For the simple program we've been looking at,

// Parent/2 - parent, child
Parent(#anne, #bert);
Parent(#bert, #clark);

// Ancestor/2 - ancestor, descendant
Ancestor(x, y) :- Parent(x, y);
Ancestor(x, y) :- Parent(x, z), Ancestor(z, y);

we get the following output.

Ancestor(#anne, #bert)
Ancestor(#anne, #clark)
Ancestor(#bert, #clark)
Parent(#anne, #bert)
Parent(#bert, #clark)

The Parent facts are inferred trivially from the axioms; and then the Ancestor facts are inferred from the Parent facts.

Notice how the variables are used in the second rule:

First, some Parent fact is found and the variable terms x and z are bound to the parent and child in that fact.
Then, some Ancestor fact is found in which individual z is the ancestor; y is then bound to the descendant.
The bound values of x and y are then inserted into Ancestor(x, y) to produce the new Ancestor fact.

Wildcards

Suppose we wanted to produce a list of all the individuals mentioned in our input database. We could use a rule like this:

Person(x) :- Parent(x, y);
Person(x) :- Parent(y, x);

That is, x is a person if x is either a parent or a child in a parent/child relationship.

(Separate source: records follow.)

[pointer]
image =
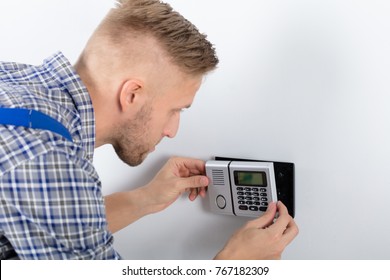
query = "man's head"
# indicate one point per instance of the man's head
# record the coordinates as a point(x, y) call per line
point(142, 66)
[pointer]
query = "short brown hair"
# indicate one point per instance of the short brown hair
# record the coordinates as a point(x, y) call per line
point(181, 40)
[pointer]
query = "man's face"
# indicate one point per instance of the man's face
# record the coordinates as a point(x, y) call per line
point(157, 119)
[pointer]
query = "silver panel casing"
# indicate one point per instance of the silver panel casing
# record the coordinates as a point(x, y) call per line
point(238, 198)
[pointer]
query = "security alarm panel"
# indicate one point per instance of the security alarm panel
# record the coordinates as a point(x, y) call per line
point(246, 187)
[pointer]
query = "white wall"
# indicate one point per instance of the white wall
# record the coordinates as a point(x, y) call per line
point(305, 81)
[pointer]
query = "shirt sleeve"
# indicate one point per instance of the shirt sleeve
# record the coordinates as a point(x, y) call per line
point(53, 208)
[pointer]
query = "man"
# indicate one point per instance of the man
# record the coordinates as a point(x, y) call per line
point(142, 66)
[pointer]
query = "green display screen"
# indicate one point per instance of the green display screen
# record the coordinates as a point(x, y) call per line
point(250, 178)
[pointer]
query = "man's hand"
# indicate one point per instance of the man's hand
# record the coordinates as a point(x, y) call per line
point(262, 238)
point(177, 176)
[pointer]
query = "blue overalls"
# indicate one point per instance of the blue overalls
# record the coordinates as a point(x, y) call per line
point(32, 119)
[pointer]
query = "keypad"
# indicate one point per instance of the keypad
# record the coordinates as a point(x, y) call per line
point(252, 198)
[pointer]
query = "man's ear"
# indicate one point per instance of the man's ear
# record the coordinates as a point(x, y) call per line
point(132, 95)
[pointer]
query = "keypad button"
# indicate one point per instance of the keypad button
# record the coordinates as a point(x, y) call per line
point(243, 207)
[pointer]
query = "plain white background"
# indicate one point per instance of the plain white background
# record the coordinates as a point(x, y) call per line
point(305, 81)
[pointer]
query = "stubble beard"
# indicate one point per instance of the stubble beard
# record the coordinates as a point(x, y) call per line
point(131, 145)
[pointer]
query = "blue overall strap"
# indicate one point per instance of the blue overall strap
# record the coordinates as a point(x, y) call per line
point(32, 119)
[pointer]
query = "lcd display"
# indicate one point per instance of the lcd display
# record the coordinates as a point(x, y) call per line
point(250, 178)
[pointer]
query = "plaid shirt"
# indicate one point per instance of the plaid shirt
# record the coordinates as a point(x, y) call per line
point(51, 206)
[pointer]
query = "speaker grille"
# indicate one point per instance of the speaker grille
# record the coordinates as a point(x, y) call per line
point(218, 177)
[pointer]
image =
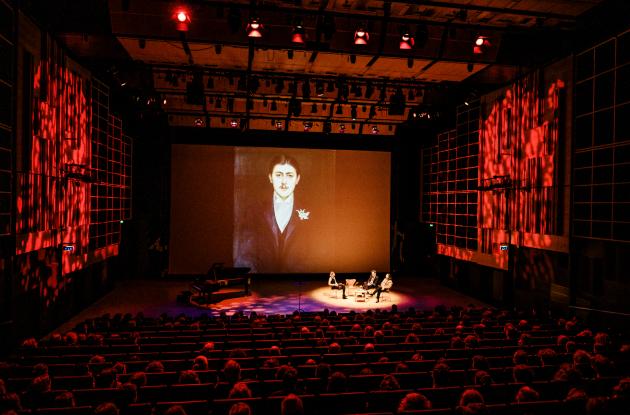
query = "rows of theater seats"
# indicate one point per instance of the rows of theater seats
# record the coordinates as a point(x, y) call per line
point(386, 362)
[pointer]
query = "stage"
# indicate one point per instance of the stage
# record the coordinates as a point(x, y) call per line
point(268, 296)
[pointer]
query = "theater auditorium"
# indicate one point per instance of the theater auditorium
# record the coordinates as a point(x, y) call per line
point(304, 207)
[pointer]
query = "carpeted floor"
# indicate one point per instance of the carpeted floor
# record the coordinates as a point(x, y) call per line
point(268, 296)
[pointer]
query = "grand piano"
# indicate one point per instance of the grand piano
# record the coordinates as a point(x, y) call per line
point(221, 282)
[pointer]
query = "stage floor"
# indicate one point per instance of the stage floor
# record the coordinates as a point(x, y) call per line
point(269, 296)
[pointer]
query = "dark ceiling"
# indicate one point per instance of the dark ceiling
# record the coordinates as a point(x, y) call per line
point(213, 74)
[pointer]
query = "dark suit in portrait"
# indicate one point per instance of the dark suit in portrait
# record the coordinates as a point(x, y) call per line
point(266, 249)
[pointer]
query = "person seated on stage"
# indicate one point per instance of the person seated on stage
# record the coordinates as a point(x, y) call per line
point(386, 284)
point(372, 281)
point(332, 282)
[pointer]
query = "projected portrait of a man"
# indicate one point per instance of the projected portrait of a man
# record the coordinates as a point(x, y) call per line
point(277, 233)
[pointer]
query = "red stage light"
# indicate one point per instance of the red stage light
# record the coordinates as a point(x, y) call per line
point(406, 42)
point(182, 20)
point(298, 35)
point(361, 37)
point(481, 44)
point(254, 28)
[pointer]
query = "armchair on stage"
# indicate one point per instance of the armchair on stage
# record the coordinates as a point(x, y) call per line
point(221, 283)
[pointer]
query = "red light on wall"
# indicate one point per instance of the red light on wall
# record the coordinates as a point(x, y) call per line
point(481, 44)
point(406, 42)
point(182, 20)
point(298, 35)
point(361, 37)
point(254, 28)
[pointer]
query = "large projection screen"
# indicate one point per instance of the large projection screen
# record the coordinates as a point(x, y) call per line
point(278, 210)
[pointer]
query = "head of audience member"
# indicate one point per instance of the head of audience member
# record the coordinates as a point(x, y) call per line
point(414, 402)
point(175, 410)
point(483, 378)
point(189, 377)
point(290, 380)
point(582, 363)
point(107, 408)
point(526, 394)
point(547, 357)
point(622, 390)
point(200, 363)
point(40, 384)
point(470, 396)
point(119, 368)
point(337, 383)
point(567, 373)
point(523, 374)
point(471, 341)
point(232, 371)
point(240, 390)
point(292, 405)
point(240, 408)
point(401, 367)
point(441, 375)
point(389, 382)
point(412, 338)
point(138, 378)
point(520, 357)
point(207, 348)
point(154, 367)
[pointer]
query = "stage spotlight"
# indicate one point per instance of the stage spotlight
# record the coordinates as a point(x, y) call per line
point(298, 35)
point(406, 41)
point(481, 44)
point(361, 36)
point(422, 35)
point(369, 90)
point(182, 19)
point(306, 90)
point(254, 27)
point(372, 111)
point(319, 88)
point(279, 86)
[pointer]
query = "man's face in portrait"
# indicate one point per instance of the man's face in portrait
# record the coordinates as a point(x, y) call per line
point(284, 178)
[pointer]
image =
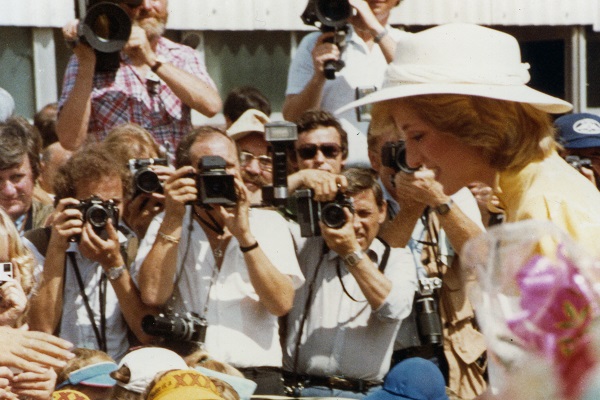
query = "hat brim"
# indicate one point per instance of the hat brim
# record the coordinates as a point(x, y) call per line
point(520, 94)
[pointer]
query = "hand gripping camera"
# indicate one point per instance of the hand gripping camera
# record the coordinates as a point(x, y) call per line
point(330, 16)
point(310, 212)
point(393, 155)
point(145, 180)
point(215, 185)
point(106, 28)
point(98, 213)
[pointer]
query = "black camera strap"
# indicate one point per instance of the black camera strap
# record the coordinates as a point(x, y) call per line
point(99, 333)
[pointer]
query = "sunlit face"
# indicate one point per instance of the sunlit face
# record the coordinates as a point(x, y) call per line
point(367, 218)
point(16, 189)
point(454, 163)
point(255, 172)
point(151, 15)
point(107, 188)
point(322, 136)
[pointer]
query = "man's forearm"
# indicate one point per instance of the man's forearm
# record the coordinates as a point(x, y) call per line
point(193, 91)
point(74, 117)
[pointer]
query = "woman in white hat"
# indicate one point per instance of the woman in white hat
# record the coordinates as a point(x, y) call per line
point(457, 93)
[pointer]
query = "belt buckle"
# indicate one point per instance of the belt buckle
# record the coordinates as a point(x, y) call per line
point(340, 382)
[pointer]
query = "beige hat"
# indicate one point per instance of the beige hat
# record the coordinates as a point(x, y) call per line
point(250, 121)
point(464, 59)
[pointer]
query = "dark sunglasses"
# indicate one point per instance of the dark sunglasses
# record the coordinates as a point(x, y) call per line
point(329, 150)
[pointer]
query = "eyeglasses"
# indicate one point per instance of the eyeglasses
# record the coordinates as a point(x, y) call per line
point(264, 162)
point(329, 150)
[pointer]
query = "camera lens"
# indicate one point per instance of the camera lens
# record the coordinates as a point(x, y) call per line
point(97, 216)
point(147, 181)
point(333, 215)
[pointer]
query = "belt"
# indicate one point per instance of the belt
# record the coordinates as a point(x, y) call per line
point(331, 382)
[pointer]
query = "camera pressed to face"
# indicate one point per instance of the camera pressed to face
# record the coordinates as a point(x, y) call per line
point(310, 212)
point(98, 213)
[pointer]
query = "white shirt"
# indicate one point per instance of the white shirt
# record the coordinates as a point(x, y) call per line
point(75, 325)
point(364, 68)
point(240, 329)
point(342, 337)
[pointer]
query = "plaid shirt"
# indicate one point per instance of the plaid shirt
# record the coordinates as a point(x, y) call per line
point(125, 96)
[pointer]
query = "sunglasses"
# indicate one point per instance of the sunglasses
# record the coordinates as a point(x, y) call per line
point(329, 150)
point(265, 162)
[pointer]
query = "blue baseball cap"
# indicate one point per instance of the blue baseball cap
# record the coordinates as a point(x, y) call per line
point(412, 379)
point(578, 131)
point(96, 375)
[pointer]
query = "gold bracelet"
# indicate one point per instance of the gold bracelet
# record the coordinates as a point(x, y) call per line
point(168, 238)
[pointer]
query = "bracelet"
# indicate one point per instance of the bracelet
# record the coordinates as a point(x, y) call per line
point(248, 248)
point(168, 238)
point(381, 35)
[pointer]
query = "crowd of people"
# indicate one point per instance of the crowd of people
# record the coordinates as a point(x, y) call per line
point(147, 258)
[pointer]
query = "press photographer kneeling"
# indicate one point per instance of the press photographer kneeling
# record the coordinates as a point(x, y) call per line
point(210, 254)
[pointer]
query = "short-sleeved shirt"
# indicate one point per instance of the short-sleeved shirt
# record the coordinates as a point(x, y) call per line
point(240, 329)
point(343, 336)
point(364, 67)
point(125, 96)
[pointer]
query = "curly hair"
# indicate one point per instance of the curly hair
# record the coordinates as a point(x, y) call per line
point(509, 134)
point(89, 164)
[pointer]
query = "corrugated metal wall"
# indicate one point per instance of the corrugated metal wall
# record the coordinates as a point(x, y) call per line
point(284, 14)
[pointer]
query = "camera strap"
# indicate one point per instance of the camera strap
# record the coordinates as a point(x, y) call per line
point(99, 333)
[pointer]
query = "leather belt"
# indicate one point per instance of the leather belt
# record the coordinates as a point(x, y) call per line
point(331, 382)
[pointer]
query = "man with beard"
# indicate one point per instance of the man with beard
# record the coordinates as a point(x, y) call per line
point(256, 166)
point(156, 85)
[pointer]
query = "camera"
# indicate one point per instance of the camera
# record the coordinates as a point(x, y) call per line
point(330, 16)
point(429, 322)
point(578, 162)
point(98, 213)
point(145, 180)
point(310, 212)
point(214, 184)
point(393, 155)
point(281, 136)
point(188, 327)
point(106, 27)
point(6, 272)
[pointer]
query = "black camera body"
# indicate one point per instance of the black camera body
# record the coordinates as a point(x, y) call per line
point(393, 155)
point(330, 16)
point(106, 27)
point(98, 213)
point(310, 212)
point(578, 162)
point(188, 327)
point(145, 180)
point(429, 322)
point(214, 184)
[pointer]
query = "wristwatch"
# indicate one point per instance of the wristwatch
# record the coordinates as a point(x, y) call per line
point(160, 60)
point(115, 272)
point(444, 208)
point(352, 259)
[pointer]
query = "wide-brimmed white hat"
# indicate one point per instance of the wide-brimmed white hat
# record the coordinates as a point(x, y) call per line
point(464, 59)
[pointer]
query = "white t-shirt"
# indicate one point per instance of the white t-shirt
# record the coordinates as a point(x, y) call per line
point(364, 68)
point(240, 329)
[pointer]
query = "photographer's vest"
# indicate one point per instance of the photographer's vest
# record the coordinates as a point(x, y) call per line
point(464, 345)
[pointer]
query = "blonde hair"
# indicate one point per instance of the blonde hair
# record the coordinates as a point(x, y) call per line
point(18, 254)
point(509, 134)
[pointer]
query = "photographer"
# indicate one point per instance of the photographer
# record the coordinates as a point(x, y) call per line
point(86, 294)
point(370, 45)
point(435, 226)
point(233, 266)
point(156, 85)
point(345, 318)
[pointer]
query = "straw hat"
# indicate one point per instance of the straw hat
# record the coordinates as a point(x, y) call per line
point(463, 59)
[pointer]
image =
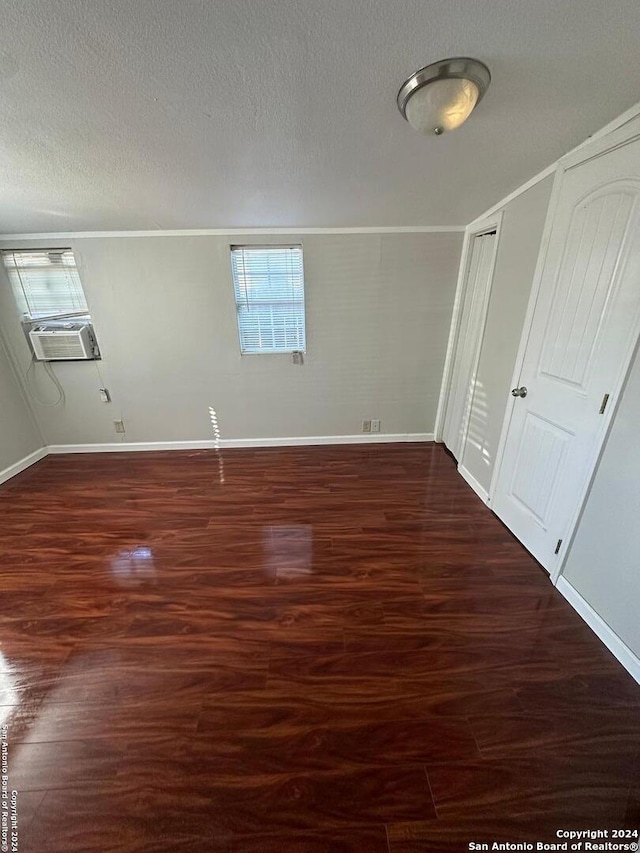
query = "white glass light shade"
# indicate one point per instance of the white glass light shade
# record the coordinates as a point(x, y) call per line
point(442, 105)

Notice that the x variable does all the work in these two rules. The y variable matches something, but we never care what. In cases like this we usually use wildcard terms instead of variable terms:

Person(x) :- Parent(x, _);
Person(x) :- Parent(_, x);

A wildcard term can match anything at all; syntactically, a wildcard is simply an identifier beginning with an underscore, usually just the bare _. A rule's body can contain any number of wildcards, each of which matches something different.

It's desirable to use wildcards in cases like these, especially in more complicated rules, as it explicitly says that "this term doesn't matter".

Negation

The rules we've seen so far look for matches with known facts; it's also possible to look for an absence of matches. For example, suppose we want to identify the individuals in the Parent data who have no known parent. We could add a rule like this:

Progenitor(x) :- Parent(x, y), not Parent(_, x);

This says that x is a "progenitor" is x is the parent of some individual y but there is no individual in the input data that is the parent of x.

This technique is called negation, and the body atom following the not token is said to be negated.

A negated atom can only refer to variables bound in the non-negated atoms to its left; because a negated atom matches an absence of facts, not a specific fact, it cannot bind new variables. Consequently, we have to use a wildcard for the first term in not Parent(_, x) rather than a variable. (In practice, we'd probably use a wildcard for the y term in Parent(x, y) as well.)

Using negation requires that the rule set be stratified; Nero will flag an error if it is not. This is not usually a problem in practice; see the discussion of stratification in the Technical Details section if the error rears its ugly head.

Constraints

Barring time travel, it is impossible for a person to be his or her own ancestor; if our graph of parents and children contains a cycle, that implies an error in our data. We can write a rule to detect such errors by using a constraint:

CycleError(x) :- Ancestor(x, y) where x == y;

We flag person x as an error if x is his own ancestor.

A constraint is a simple comparison consisting of:

A variable term, bound in a body atom.
A comparison operator, one of ==, !=, >, >=, <, <=.
A second term, either a constant term or another variable term bound in a body atom.

CycleError(x) :- Ancestor(x, x);

The rule will fire for any Ancestor fact whose first and second terms are the same. This shows an important principle: when matching facts, Datalog binds a variable to a value on first appearance from left to right. Subsequent appearances must match the bound value.